DictionaryMixin#
- class montreal_forced_aligner.dictionary.mixins.DictionaryMixin(oov_word='<unk>', silence_word='<eps>', optional_silence_phone='sil', oov_phone='spn', other_noise_phone=None, position_dependent_phones=False, num_silence_states=5, num_non_silence_states=3, shared_silence_phones=False, ignore_case=True, silence_probability=0.5, initial_silence_probability=0.5, final_silence_correction=None, final_non_silence_correction=None, punctuation=None, clitic_markers=None, compound_markers=None, quote_markers=None, word_break_markers=None, brackets=None, non_silence_phones=None, disambiguation_symbols=None, clitic_set=None, max_disambiguation_symbol=0, phone_set_type='UNKNOWN', preserve_suprasegmentals=False, base_phone_mapping=None, use_cutoff_model=False, cutoff_word='<cutoff>', **kwargs)[source]#
Bases:
object
Abstract class for MFA classes that use acoustic models
- Parameters:
oov_word (str) – What to label words not in the dictionary, defaults to
'<unk>'
position_dependent_phones (bool) – Specifies whether phones should be represented as dependent on their position in the word (beginning, middle or end), defaults to True
num_silence_states (int) – Number of states to use for silence phones, defaults to 5
num_non_silence_states (int) – Number of states to use for non-silence phones, defaults to 3
shared_silence_phones (bool) – Specify whether to share states across all silence phones, defaults to False
ignore_case (bool) – Flag for whether all items should be converted to lower case, defaults to True
silence_probability (float) – Probability of optional silences following words, defaults to 0.5
initial_silence_probability (float) – Probability of initial silence, defaults to 0.5
final_silence_correction (float) – Correction term on final silence, defaults to None
final_non_silence_correction (float) – Correction term on final non-silence, defaults to None
punctuation (str, optional) – Punctuation to use when parsing text
clitic_markers (str, optional) – Clitic markers to use when parsing text
compound_markers (str, optional) – Compound markers to use when parsing text
quote_markers (list[str], optional) – Quotation markers to use when parsing text
word_break_markers (list[str], optional) – Word break markers to use when parsing text
brackets (list[tuple[str, str], optional) – Character tuples to treat as full brackets around words
disambiguation_symbols (set[str]) – Set of disambiguation symbols
max_disambiguation_symbol (int) – Maximum number of disambiguation symbols required, defaults to 0
preserve_suprasegmentals (int) – Flag for whether to keep phones separated by tone and stress
base_phone_mapping (dict[str, str]) – Mapping between phone symbols to make them share a base root for decision trees
- property base_phones#
Grouped phones by base phone
- property dictionary_options#
Dictionary options
- property extra_questions_mapping#
Mapping of extra questions for the given phone set type
- get_base_phone(phone)[source]#
Get the base phone, either through stripping diacritics, tone, and/or stress
- property kaldi_grouped_phones#
Non silence phones in Kaldi format
- property kaldi_non_silence_phones#
Non silence phones in Kaldi format
- property kaldi_silence_phones#
Silence phones in Kaldi format
- property phone_mapping#
Mapping of phones to integer IDs
- property phones#
The set of all phones (silence and non-silence)

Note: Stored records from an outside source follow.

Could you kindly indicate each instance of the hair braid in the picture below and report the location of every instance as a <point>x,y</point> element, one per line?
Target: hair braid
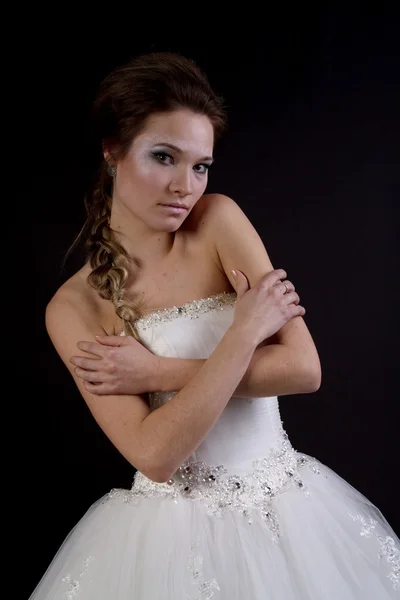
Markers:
<point>111,265</point>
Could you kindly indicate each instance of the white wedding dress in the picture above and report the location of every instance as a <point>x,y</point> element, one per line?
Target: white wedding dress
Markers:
<point>246,517</point>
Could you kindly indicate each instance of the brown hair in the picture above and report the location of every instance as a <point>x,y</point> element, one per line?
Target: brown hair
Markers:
<point>151,83</point>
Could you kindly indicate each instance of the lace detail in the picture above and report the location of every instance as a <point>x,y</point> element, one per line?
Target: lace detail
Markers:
<point>387,547</point>
<point>206,589</point>
<point>75,584</point>
<point>191,309</point>
<point>220,491</point>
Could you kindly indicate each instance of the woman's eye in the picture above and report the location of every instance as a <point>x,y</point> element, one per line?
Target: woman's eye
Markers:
<point>201,168</point>
<point>163,157</point>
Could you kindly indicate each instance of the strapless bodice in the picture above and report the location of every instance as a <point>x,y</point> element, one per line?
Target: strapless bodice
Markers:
<point>247,428</point>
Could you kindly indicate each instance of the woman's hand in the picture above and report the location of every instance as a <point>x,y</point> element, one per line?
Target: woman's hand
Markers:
<point>120,365</point>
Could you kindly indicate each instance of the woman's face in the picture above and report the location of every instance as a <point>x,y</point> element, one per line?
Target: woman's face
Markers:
<point>167,163</point>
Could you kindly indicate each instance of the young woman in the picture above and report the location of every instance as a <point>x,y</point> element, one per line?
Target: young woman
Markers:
<point>200,334</point>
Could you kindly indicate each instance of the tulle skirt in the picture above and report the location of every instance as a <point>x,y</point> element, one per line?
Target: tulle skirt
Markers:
<point>317,539</point>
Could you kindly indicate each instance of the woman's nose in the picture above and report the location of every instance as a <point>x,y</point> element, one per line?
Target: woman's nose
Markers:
<point>181,183</point>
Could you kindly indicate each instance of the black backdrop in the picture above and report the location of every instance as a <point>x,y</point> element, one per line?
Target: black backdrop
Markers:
<point>311,157</point>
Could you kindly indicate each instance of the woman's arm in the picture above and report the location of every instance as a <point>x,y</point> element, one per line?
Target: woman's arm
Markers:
<point>289,363</point>
<point>158,442</point>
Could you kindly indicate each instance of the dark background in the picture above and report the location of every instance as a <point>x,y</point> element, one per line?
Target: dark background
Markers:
<point>311,156</point>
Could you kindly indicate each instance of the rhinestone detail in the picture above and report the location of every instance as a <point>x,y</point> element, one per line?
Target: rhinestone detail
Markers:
<point>220,491</point>
<point>192,310</point>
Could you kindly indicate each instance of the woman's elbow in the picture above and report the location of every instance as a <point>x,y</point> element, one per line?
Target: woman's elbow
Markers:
<point>312,377</point>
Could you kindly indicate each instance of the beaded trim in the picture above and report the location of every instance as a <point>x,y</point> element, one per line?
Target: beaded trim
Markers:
<point>192,309</point>
<point>220,491</point>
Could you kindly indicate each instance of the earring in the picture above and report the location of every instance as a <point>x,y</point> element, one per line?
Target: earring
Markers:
<point>111,170</point>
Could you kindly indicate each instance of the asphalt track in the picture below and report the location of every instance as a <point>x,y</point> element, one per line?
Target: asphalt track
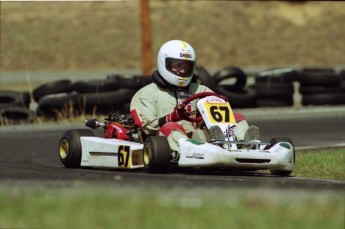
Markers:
<point>29,153</point>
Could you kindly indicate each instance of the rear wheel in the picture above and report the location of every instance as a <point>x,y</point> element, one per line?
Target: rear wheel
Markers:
<point>156,154</point>
<point>70,147</point>
<point>282,172</point>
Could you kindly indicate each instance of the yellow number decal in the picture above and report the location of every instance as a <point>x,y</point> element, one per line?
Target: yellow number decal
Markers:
<point>219,112</point>
<point>123,156</point>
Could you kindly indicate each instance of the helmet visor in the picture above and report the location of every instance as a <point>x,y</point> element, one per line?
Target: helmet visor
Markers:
<point>183,68</point>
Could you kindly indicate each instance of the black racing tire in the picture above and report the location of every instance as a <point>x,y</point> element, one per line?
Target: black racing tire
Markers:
<point>324,99</point>
<point>278,75</point>
<point>307,90</point>
<point>342,82</point>
<point>231,72</point>
<point>274,89</point>
<point>283,172</point>
<point>324,79</point>
<point>156,154</point>
<point>26,98</point>
<point>275,101</point>
<point>202,76</point>
<point>106,101</point>
<point>52,105</point>
<point>70,147</point>
<point>16,115</point>
<point>55,87</point>
<point>134,82</point>
<point>93,86</point>
<point>13,98</point>
<point>318,70</point>
<point>239,97</point>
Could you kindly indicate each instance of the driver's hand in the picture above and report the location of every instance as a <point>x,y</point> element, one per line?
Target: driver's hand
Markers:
<point>178,114</point>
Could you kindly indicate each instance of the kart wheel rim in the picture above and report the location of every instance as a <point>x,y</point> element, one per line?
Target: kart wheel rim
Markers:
<point>146,155</point>
<point>63,149</point>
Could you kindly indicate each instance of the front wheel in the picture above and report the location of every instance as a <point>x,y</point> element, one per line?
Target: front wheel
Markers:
<point>282,172</point>
<point>156,154</point>
<point>70,147</point>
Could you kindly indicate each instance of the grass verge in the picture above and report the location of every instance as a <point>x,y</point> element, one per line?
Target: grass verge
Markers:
<point>111,207</point>
<point>326,164</point>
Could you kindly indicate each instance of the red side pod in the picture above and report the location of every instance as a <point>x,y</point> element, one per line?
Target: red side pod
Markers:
<point>116,130</point>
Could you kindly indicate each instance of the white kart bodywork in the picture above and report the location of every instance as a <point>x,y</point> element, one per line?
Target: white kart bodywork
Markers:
<point>111,153</point>
<point>114,153</point>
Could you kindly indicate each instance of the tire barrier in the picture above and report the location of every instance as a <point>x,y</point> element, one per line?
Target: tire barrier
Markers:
<point>275,87</point>
<point>59,86</point>
<point>238,95</point>
<point>16,115</point>
<point>13,98</point>
<point>321,86</point>
<point>72,104</point>
<point>271,88</point>
<point>14,108</point>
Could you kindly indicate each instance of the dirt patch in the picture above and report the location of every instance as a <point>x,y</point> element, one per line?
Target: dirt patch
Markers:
<point>74,36</point>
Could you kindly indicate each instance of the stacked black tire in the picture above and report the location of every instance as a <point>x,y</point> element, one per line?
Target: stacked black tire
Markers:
<point>322,86</point>
<point>231,82</point>
<point>275,87</point>
<point>15,108</point>
<point>63,98</point>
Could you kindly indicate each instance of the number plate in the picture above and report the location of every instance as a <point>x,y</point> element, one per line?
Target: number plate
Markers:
<point>219,112</point>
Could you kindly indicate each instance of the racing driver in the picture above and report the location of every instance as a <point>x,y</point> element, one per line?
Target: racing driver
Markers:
<point>154,107</point>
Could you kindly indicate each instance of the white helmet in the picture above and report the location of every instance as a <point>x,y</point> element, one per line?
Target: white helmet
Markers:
<point>176,62</point>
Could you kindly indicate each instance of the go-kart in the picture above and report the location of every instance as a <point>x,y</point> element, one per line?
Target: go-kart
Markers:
<point>125,146</point>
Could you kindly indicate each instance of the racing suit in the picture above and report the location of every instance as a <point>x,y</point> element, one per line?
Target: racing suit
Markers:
<point>158,99</point>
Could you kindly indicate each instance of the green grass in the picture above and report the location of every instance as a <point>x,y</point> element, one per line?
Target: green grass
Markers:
<point>116,207</point>
<point>75,36</point>
<point>326,164</point>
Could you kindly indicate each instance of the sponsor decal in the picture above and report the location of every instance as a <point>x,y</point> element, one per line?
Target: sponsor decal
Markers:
<point>195,142</point>
<point>123,156</point>
<point>186,55</point>
<point>195,155</point>
<point>230,131</point>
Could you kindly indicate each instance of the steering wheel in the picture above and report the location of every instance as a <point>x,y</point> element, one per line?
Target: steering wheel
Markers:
<point>194,97</point>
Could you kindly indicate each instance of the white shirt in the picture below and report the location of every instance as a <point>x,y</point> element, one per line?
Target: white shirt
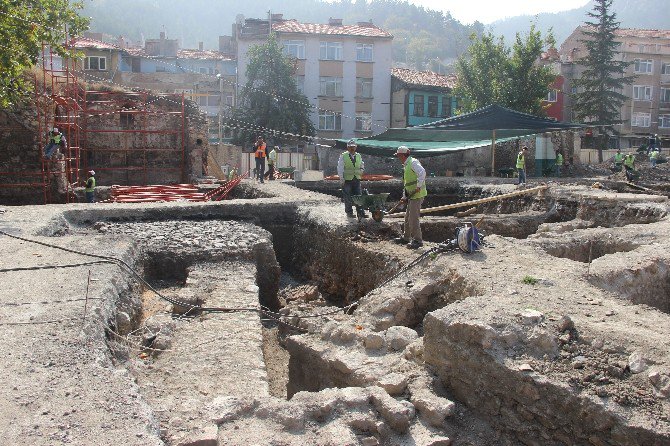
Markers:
<point>340,164</point>
<point>419,171</point>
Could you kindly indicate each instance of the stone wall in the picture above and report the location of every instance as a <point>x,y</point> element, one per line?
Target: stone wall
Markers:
<point>105,133</point>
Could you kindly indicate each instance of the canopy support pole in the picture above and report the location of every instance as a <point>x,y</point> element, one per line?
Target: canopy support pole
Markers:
<point>493,154</point>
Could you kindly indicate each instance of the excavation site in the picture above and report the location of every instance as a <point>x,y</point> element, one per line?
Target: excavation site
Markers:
<point>273,319</point>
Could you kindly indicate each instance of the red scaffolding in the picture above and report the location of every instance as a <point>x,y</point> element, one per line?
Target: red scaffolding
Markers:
<point>134,138</point>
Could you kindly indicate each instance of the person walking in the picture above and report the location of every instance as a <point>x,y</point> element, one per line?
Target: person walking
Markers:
<point>414,191</point>
<point>260,154</point>
<point>272,162</point>
<point>56,139</point>
<point>521,165</point>
<point>653,157</point>
<point>559,163</point>
<point>90,187</point>
<point>618,159</point>
<point>350,168</point>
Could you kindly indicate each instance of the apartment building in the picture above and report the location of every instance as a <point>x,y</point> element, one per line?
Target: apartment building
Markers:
<point>647,108</point>
<point>208,77</point>
<point>344,70</point>
<point>420,97</point>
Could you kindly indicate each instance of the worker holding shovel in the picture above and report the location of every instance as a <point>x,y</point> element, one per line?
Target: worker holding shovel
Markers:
<point>414,180</point>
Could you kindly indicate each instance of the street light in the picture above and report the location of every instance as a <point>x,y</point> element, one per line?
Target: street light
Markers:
<point>218,76</point>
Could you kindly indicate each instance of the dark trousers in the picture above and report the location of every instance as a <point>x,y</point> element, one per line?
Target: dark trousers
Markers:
<point>271,172</point>
<point>351,187</point>
<point>260,169</point>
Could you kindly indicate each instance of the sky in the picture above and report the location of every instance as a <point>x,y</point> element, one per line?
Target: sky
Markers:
<point>487,11</point>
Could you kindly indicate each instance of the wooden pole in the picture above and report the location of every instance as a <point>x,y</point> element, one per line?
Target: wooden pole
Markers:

- property positional_non_silence_phones#
List of non-silence phones with positions
- property positional_silence_phones#
List of silence phones with positions
- property reversed_phone_mapping#
A mapping of integer ids to phones
- property silence_disambiguation_symbol#
Silence disambiguation symbol
- property silence_phones#
Silence phones
- property silence_symbols#
A colon-separated string of silence phone ids
- property specials_set#
Special words, like the
oov_word
silence_word
,<s>
, and</s>